Berita , D.I Yogyakarta
Indonesian Dance Festival Digelar di Yogyakarta, Tampilkan Karya dari 5 Koreografer Muda
HARIANE - Indonesian Dance Festival (IDF) kembali dihelat di mana kali ini melawat ke Yogyakarta tepatnya di Studio Banjarmili, Kabupaten Sleman.
Mengusung tema Lawatari, festival tari keliling ini diselenggarakan 19-21 Januari 2024 dengan rangkaian kegiatan lima pertunjukan, dua masterclass dan lokakarya, serta satu bincang tari.
Tema tersebut merupakan gabungan dari kata lawat dan tari yang menyiratkan semangat melawat ke kantong-kantong seni pertunjukan di Indonesia dan menjalin keterhubungan melalui penampilan karya dan program-program yang mendukung perkembangan ekosistem seni pertunjukan di Indonesia.
Konsisten dilaksanakan sekitar 30 tahun terakhir, IDF kali ini berkolaborasi dengan RIKMA (Ruang Inisiatif Karya Bersama), sebuah program inkubasi yang diinisiasi oleh Mila Art Dance (MAD) Lab, Paradance Platform, dan Studio Banjarmili.
Direktur IDF, Ratri Anindyajati menyampaikan, Lawatari: Yogyakarta memberi kesempatan bagi tim kerja IDF untuk melihat dan belajar dari dekat praktik-praktik inkubasi karya, tata kelola dan pelatihan yang dijalankan oleh MAD Lab, Paradance Platform, dan Studio Banjarmili yang berperan sebagai mitra dalam program ini.

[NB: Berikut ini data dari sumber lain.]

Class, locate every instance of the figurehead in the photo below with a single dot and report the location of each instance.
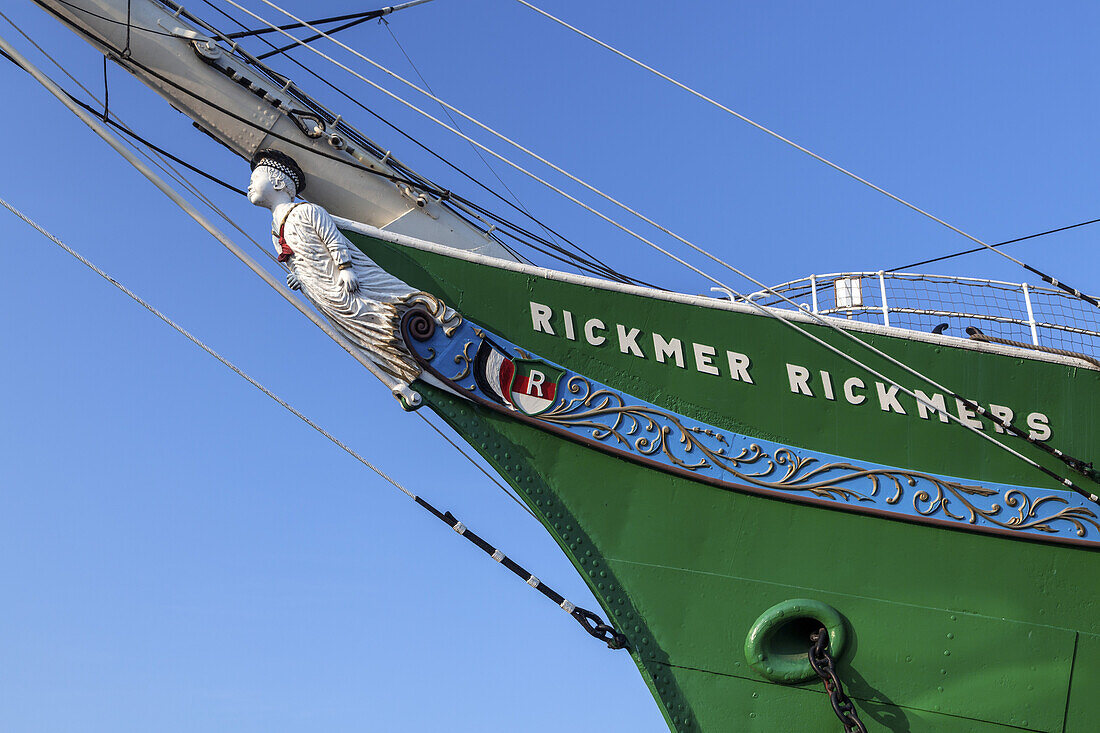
(274, 175)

Organisasi dengan fokus pada proses pembuatan karya, transfer ilmu dan pelatihan untuk pegiat tari muda sangat penting bagi pertumbuhan ekosistem tari di Indonesia.
“Semangat ini sejalan dengan salah satu misi IDF yang terwujud lewat program inkubasi Kampana, di mana kami memfasilitasi koreografer muda untuk mengembangkan karya dengan bimbingan tim kurator festival,” kata Ratri, Jumat, 21 Januari 2024.

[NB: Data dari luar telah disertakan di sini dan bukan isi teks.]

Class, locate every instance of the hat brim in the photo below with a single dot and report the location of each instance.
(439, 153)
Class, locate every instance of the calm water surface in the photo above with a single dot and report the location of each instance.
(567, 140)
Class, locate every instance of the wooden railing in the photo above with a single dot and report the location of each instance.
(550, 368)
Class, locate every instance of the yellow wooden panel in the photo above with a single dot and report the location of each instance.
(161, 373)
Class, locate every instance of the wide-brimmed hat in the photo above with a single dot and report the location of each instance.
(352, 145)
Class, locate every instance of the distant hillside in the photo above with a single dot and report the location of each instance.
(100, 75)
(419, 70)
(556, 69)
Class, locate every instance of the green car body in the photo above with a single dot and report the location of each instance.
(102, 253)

Penggagas MAD Lab, Mila Rosinta Totoatmojo mengatakan, Lawatari: Yogyakarta ini merupakan platform yang baik untuk memperkenalkan karya-karya mereka pada praktisi dan pencinta tari.

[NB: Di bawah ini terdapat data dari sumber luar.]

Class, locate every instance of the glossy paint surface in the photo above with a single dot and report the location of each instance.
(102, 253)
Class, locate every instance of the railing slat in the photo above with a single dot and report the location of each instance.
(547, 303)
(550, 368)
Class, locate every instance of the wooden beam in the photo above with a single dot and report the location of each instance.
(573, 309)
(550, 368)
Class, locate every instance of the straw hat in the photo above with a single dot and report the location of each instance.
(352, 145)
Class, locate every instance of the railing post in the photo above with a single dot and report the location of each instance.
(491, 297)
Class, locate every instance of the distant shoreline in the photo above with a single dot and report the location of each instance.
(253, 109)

Dalam penyelenggaraannya, ada lima koreografer yang menunjukkan karya tari kontemporer, yaitu Megatruh Banyu Mili, Ni Putu Arista Dewi, Sri Cicik Handayani, Valentina Ambarwati, dan Siti Alisa.
“Lima karya ini memiliki karakteristik yang sangat berbeda, dan ini akan menjadi karya bagi kesenian Indonesia,” terang Mila.
Inisiator Paradance Platform, Nia Agustina menyampaikan program Lawatari: Yogyakarta adalah kesempatan bagi mereka untuk saling melihat cara kerja masing-masing dalam visi bersama mendukung koreografer muda.
“Ini dapat menjadi awal yang baik untuk menyadari bahwa dengan infrastruktur dan alam kesenian terutama seni tari di Indonesia, kita perlu melakukan kerja yang saling terhubung untuk mendukung karya seorang seniman,” kata Nia.
Salh satu koreografer, Sri Cicik Handayani mengungkapkan dalam pertunjukan ini ia membawakan karya berjudul Atandang atau menari dalam Bahasa Madura.